A question for Lant: Do your data and argument mean that the degree of income inequality is the same in each country? Is it not a counter intuitive conclusion?
Lant: No, it does not imply it is the same. Three points: First, for the standard head count poverty calculations the calculation is (thinking in continuous terms in a mathematical sense) the integral of the income distribution up to the poverty line. Therefore, the only inequality that matters is the inequality below the poverty line and many measures of inequality are actually very sensitive to what happens in the upper tail. So, if the 99th percentile pulls away from the median (50th) but the poverty line is at the 40th percentile, then this kind of inequality measure doesn’t feature in poverty calculations.
Second, I cheat, in an open way. That is, my work connects the median to the extent of headcount poverty. The mean is the measure of central tendency that is sensitive to inequality. In fact, in a log-normal distribution of income (and most are close to this) the difference between the median and mean is a summary measure of inequality. So I hope I was careful and never said “mean” or “average” but said “typical” or “median.” If I do the same regressions with the mean then the explanatory power is a bit (but not much) lower because then the mean is an inequality sensitive measure.

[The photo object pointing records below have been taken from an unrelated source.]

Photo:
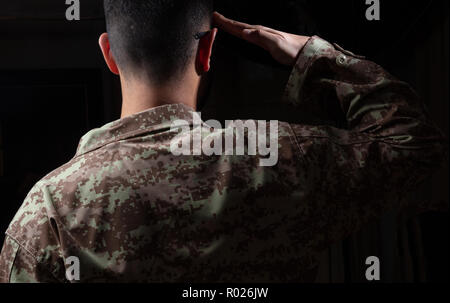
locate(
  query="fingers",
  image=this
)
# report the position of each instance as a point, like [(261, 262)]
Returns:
[(261, 37)]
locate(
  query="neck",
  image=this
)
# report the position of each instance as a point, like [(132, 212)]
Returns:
[(139, 96)]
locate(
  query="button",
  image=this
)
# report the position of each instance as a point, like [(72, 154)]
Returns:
[(341, 60)]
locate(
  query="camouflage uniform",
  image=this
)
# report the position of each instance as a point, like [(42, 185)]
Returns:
[(131, 211)]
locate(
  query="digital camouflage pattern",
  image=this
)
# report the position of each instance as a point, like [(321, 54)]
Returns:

Third, though inequality is not constant across countries, it just varies a lot less than does the level of income (or the long run change over time). So (and Martin Ravallion and others have papers that work this out in gory detail) if inequality gets worse for a given income (in a way that affects the lower tail) then yes, poverty is higher for higher inequality, so your intuition that inequality can matter is right. But there is an empirical question of whether differences in (below poverty line) inequality are large relative to differences in median income and the answer is no, not enough to account for anything but a very small fraction of the differences in poverty. Similarly, the Gini (or other measures of inequality) tend to have large differences across countries but usually quite modest changes over time within countries. So again, empirically, over long spells, it is growth that explains changes in headcount poverty not inequality changes, not as a theorem or necessary fact but as an empirical finding.